Nailing technical SEO
Being found online is difficult, even if your store happens to be selling excellent products. The Google algorithm is far from perfect, relying on various factors to vaguely gauge how likely a page is to serve a particular purpose, and you need to be aware of that process. You don’t need to push towards an extreme level of optimization, though: just ensure that you’re ticking the fundamental boxes to prevent basic technical issues from interfering.
So what’s the solution? Well, when you’re trying to make your store technically sound, building it on a strong ecommerce platform is the most important step (particularly if you’re just a beginner to the industry because some platforms are easier than others). After that, you should look into suitable SEO add-ons: most are capable of automatically generating decent metadata and checking for issues that might prevent your site from being indexed (you may have heard of the Yoast plugin for WordPress, there are equivalents for other platforms).
Getting their pricing right
In the intro, I brought up the metaphor of entering shark-infested waters, and it’s handy here. Think about a site with cross-niche appeal like Amazon.
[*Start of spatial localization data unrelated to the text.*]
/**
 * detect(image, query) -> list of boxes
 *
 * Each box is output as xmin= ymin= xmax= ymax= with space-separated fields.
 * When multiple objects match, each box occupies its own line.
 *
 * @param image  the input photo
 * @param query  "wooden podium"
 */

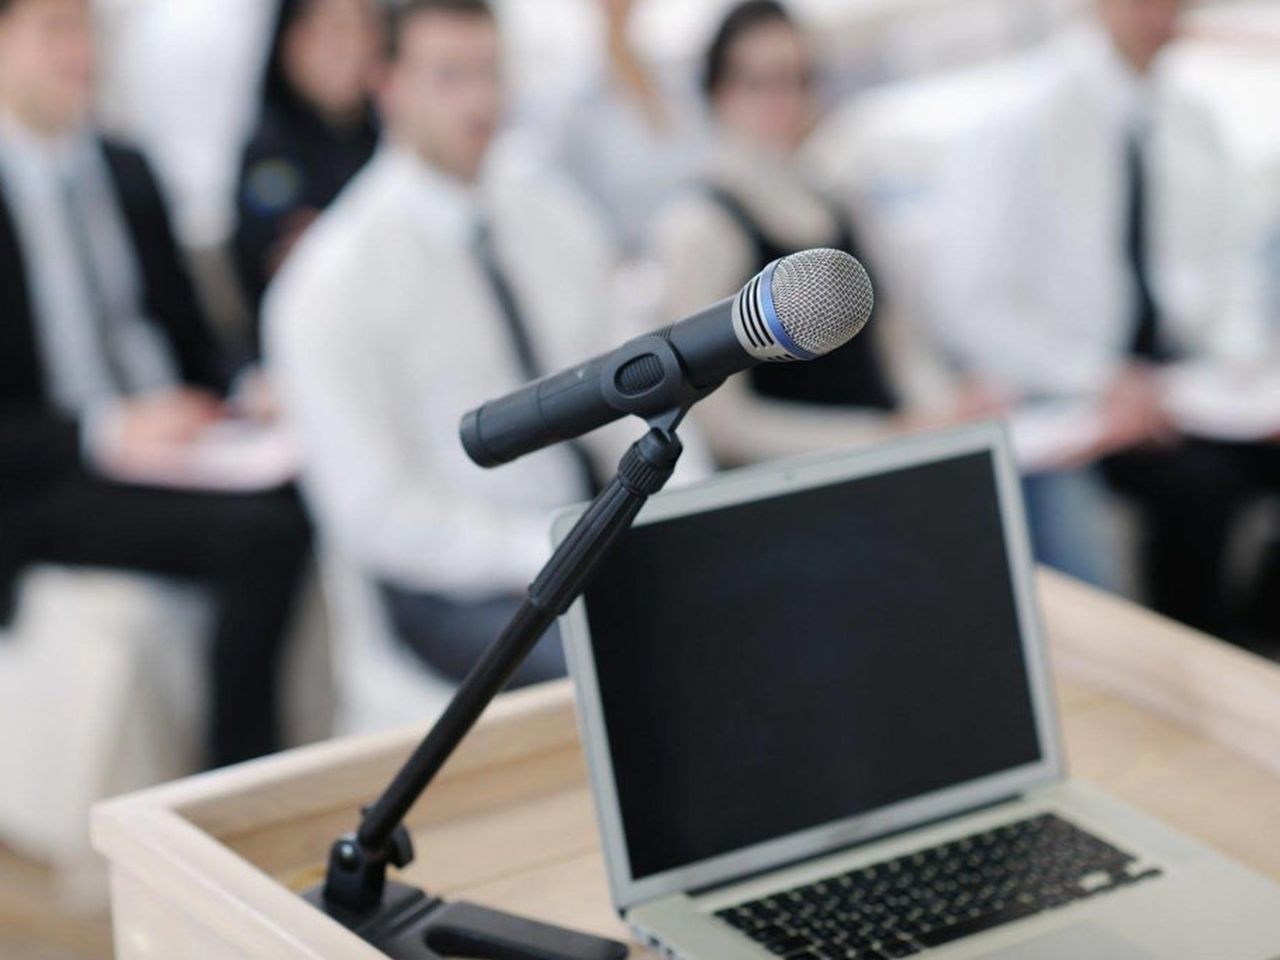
xmin=92 ymin=571 xmax=1280 ymax=959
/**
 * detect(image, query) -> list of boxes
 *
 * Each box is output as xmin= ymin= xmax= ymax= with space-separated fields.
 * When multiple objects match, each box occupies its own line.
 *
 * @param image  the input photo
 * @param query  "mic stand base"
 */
xmin=304 ymin=882 xmax=627 ymax=960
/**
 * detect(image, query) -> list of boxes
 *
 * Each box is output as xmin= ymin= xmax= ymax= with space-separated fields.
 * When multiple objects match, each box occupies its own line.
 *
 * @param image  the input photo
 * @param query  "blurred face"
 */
xmin=0 ymin=0 xmax=95 ymax=136
xmin=282 ymin=0 xmax=382 ymax=121
xmin=1097 ymin=0 xmax=1183 ymax=74
xmin=381 ymin=11 xmax=501 ymax=182
xmin=712 ymin=20 xmax=817 ymax=155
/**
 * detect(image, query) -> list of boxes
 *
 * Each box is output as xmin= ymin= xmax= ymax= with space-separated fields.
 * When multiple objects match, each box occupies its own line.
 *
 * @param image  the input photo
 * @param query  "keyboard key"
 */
xmin=915 ymin=903 xmax=1037 ymax=948
xmin=765 ymin=934 xmax=813 ymax=955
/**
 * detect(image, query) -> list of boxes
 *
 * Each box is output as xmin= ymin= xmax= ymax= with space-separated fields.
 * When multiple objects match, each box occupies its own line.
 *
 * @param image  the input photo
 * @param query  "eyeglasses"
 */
xmin=722 ymin=68 xmax=816 ymax=97
xmin=404 ymin=60 xmax=501 ymax=94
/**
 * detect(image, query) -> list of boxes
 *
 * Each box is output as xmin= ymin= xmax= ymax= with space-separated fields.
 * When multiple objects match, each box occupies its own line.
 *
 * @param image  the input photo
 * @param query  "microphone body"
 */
xmin=461 ymin=249 xmax=874 ymax=468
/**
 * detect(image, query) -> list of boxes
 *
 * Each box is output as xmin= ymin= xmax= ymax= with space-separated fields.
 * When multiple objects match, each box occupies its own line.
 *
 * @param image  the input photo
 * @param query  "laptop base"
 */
xmin=632 ymin=780 xmax=1280 ymax=959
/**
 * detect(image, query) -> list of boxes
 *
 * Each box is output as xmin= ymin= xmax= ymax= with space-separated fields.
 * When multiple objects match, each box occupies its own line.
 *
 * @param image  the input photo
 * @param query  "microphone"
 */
xmin=460 ymin=247 xmax=875 ymax=468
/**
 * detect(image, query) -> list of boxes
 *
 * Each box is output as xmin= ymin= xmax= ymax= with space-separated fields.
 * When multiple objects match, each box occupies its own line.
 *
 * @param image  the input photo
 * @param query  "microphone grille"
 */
xmin=771 ymin=248 xmax=875 ymax=358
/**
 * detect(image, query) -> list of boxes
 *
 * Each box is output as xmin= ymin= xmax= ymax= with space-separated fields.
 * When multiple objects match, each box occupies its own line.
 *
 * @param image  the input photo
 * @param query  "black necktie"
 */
xmin=1125 ymin=130 xmax=1168 ymax=363
xmin=473 ymin=220 xmax=605 ymax=499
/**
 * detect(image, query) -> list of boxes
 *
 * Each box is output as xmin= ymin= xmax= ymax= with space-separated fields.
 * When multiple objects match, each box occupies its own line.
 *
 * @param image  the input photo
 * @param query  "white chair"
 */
xmin=0 ymin=564 xmax=334 ymax=909
xmin=0 ymin=567 xmax=207 ymax=907
xmin=320 ymin=552 xmax=454 ymax=737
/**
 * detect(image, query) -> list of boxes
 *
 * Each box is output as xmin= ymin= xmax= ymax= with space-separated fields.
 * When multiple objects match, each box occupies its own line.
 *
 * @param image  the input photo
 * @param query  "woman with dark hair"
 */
xmin=656 ymin=0 xmax=979 ymax=467
xmin=233 ymin=0 xmax=382 ymax=352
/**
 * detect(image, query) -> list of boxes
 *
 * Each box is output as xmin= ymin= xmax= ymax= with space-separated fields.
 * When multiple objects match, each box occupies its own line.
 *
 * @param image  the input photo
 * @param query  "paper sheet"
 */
xmin=1008 ymin=403 xmax=1106 ymax=474
xmin=1161 ymin=364 xmax=1280 ymax=442
xmin=100 ymin=421 xmax=299 ymax=493
xmin=1008 ymin=363 xmax=1280 ymax=474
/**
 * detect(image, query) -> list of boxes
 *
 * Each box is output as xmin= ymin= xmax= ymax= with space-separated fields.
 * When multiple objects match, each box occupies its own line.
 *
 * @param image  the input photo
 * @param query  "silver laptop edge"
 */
xmin=552 ymin=420 xmax=1280 ymax=960
xmin=553 ymin=421 xmax=1063 ymax=913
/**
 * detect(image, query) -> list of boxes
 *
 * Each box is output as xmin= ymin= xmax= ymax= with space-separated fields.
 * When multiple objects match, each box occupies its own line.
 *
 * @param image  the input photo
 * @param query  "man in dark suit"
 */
xmin=0 ymin=0 xmax=310 ymax=767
It stocks almost everything, and it’s so immensely wealthy that it can afford to slash its prices when useful. This makes life really tough for smaller companies. If they charge too much, they can’t compete. If they charge too little, they can’t make any profit, and thus can’t grow.
The solution to this issue involves using dynamic pricing tools to keep certain prices in line with shopper expectations, finding relatively unknown items to stock (preventing broad comparison), and concentrating on things other than being cheapest (like having the best customer service, for instance, or offering the most flexible shipping options).
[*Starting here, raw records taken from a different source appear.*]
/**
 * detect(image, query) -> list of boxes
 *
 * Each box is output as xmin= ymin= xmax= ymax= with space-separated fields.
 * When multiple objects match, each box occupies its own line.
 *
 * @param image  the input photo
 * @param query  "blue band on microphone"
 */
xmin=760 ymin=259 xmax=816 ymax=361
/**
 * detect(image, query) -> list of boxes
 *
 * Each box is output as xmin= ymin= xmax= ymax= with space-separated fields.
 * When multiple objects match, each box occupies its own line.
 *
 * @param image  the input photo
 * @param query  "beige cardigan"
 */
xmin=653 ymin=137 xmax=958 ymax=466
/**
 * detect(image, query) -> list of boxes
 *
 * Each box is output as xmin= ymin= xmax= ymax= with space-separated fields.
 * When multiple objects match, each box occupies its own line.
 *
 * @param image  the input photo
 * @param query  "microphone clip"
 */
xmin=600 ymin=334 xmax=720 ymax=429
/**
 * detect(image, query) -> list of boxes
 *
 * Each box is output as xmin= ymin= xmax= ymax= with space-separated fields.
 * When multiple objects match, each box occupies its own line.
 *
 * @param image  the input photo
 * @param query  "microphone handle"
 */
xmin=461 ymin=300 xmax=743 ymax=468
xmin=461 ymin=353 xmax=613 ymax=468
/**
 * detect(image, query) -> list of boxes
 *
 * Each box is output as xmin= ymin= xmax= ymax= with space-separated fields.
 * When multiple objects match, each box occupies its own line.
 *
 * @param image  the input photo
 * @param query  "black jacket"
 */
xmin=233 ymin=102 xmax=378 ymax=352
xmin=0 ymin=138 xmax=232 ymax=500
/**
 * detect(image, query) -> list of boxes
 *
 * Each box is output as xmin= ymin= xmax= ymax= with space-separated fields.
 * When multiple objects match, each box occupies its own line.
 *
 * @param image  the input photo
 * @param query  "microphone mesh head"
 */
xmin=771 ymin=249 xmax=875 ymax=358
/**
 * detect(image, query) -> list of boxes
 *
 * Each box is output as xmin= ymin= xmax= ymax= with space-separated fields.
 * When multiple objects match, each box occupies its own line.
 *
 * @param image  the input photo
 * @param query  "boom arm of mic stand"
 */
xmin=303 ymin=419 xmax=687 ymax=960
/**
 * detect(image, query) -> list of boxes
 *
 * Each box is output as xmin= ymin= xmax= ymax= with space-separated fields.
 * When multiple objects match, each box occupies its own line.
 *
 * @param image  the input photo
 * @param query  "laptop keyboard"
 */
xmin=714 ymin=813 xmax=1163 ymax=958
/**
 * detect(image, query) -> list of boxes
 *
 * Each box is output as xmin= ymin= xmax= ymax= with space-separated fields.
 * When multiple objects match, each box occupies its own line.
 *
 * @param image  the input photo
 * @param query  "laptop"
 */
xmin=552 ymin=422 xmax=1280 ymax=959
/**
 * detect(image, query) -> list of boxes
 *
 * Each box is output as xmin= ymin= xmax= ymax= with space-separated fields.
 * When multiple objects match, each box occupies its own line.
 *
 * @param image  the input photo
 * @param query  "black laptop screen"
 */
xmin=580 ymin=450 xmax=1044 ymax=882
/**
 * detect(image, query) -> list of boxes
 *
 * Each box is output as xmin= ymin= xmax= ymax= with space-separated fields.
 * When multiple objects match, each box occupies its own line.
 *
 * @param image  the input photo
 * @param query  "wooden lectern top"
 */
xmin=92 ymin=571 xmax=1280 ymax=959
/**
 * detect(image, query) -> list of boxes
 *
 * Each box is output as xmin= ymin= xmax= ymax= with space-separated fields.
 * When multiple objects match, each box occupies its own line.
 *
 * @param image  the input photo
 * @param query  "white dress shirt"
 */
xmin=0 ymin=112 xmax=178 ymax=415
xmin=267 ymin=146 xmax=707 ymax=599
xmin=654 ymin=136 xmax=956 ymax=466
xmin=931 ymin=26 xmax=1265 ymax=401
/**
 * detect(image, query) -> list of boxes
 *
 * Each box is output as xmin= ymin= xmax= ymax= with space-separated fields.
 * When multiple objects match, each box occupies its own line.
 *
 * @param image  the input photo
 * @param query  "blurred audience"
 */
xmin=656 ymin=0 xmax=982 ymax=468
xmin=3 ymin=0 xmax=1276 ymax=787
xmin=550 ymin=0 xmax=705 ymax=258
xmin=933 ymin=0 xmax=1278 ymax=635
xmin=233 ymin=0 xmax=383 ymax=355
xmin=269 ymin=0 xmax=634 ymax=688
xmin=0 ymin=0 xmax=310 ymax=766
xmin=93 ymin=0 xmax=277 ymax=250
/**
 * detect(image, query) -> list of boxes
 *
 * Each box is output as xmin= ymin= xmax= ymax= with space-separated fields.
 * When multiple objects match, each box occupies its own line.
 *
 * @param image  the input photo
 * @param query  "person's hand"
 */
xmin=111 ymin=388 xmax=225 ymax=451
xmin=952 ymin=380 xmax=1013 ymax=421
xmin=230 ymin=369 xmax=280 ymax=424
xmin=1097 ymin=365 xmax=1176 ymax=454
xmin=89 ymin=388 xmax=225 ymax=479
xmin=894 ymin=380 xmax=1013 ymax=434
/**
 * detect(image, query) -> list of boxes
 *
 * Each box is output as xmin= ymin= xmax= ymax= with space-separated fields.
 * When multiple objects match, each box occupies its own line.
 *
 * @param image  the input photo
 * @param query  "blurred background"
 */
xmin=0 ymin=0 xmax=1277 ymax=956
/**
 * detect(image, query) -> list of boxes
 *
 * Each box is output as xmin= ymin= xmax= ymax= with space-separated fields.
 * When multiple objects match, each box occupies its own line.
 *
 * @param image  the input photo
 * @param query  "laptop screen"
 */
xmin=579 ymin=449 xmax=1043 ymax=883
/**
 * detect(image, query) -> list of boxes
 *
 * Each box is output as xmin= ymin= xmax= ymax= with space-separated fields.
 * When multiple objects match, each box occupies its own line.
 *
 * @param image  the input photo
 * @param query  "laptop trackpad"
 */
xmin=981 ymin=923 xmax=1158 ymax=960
Building their reputations
A brand that can’t build a reputation is barely a brand at all — but even if you manage to get people to remember you, there’s a possibility that they’ll go away with negative impressions. And in the social media world, the old saying of “There’s no such thing as bad publicity” is frequently shown to be obsolete. Even a small amount of backlash can destroy you.
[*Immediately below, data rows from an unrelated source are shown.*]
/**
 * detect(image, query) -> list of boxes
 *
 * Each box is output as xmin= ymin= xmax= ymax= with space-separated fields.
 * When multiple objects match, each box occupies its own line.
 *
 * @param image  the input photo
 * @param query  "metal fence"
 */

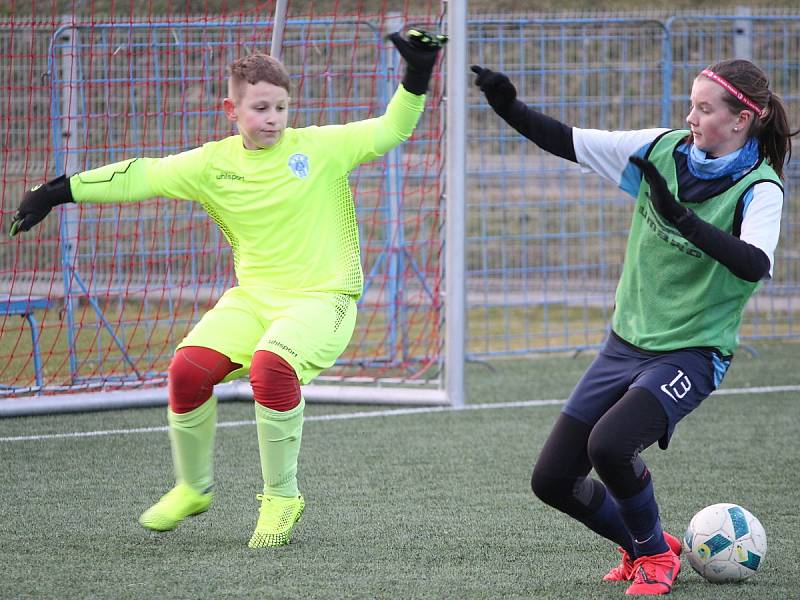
xmin=466 ymin=13 xmax=800 ymax=357
xmin=1 ymin=12 xmax=798 ymax=394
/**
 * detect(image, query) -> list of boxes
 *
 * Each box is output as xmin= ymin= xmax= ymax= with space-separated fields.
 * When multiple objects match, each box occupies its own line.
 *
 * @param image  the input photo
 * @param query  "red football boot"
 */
xmin=604 ymin=532 xmax=682 ymax=582
xmin=625 ymin=549 xmax=681 ymax=595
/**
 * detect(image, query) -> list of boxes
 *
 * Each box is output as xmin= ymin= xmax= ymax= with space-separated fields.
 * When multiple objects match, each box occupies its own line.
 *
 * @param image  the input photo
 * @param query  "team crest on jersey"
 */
xmin=288 ymin=153 xmax=310 ymax=179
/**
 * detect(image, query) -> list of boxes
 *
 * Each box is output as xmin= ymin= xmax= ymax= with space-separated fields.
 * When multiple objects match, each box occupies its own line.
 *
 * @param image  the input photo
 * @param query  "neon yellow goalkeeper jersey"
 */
xmin=70 ymin=85 xmax=426 ymax=297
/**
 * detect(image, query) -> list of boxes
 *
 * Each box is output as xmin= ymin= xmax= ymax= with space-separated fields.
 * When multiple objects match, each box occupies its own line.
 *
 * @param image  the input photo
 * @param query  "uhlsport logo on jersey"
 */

The solution here is to monitor brand mentions across all relevant channels (your website, social media sites, your support lines, industry blogs, etc.) and engage with what people are saying about you. Where there are negative comments, address them carefully but positively. Try to change how your critics view you. And where there are positive comments, respond to them gracefully and thankfully. Show that you truly appreciate the support you receive.
Producing enough content
Every decent brand needs to generate content, typically through a blog and two or three social media profiles. This is to boost SEO overall (because Google likes to send traffic to active sites), attract visits to highlighted pages, and demonstrate to prospective customers that you have enough industry expertise to make you a trustworthy seller. But creating enough good content is a serious challenge for any company.
So how can you manage it? In truth, it largely comes down to careful scheduling. By planning your content calendar well ahead of time, you can know exactly how long you have to get things done, avoid overwork, and lighten your creative load by allowing you to flit back and forth between different brief outlines. Consistently matters more than frequency, so managing to upload one blog post each week for two months is better than managing two-per-week for a month before going radio-silent for a further month.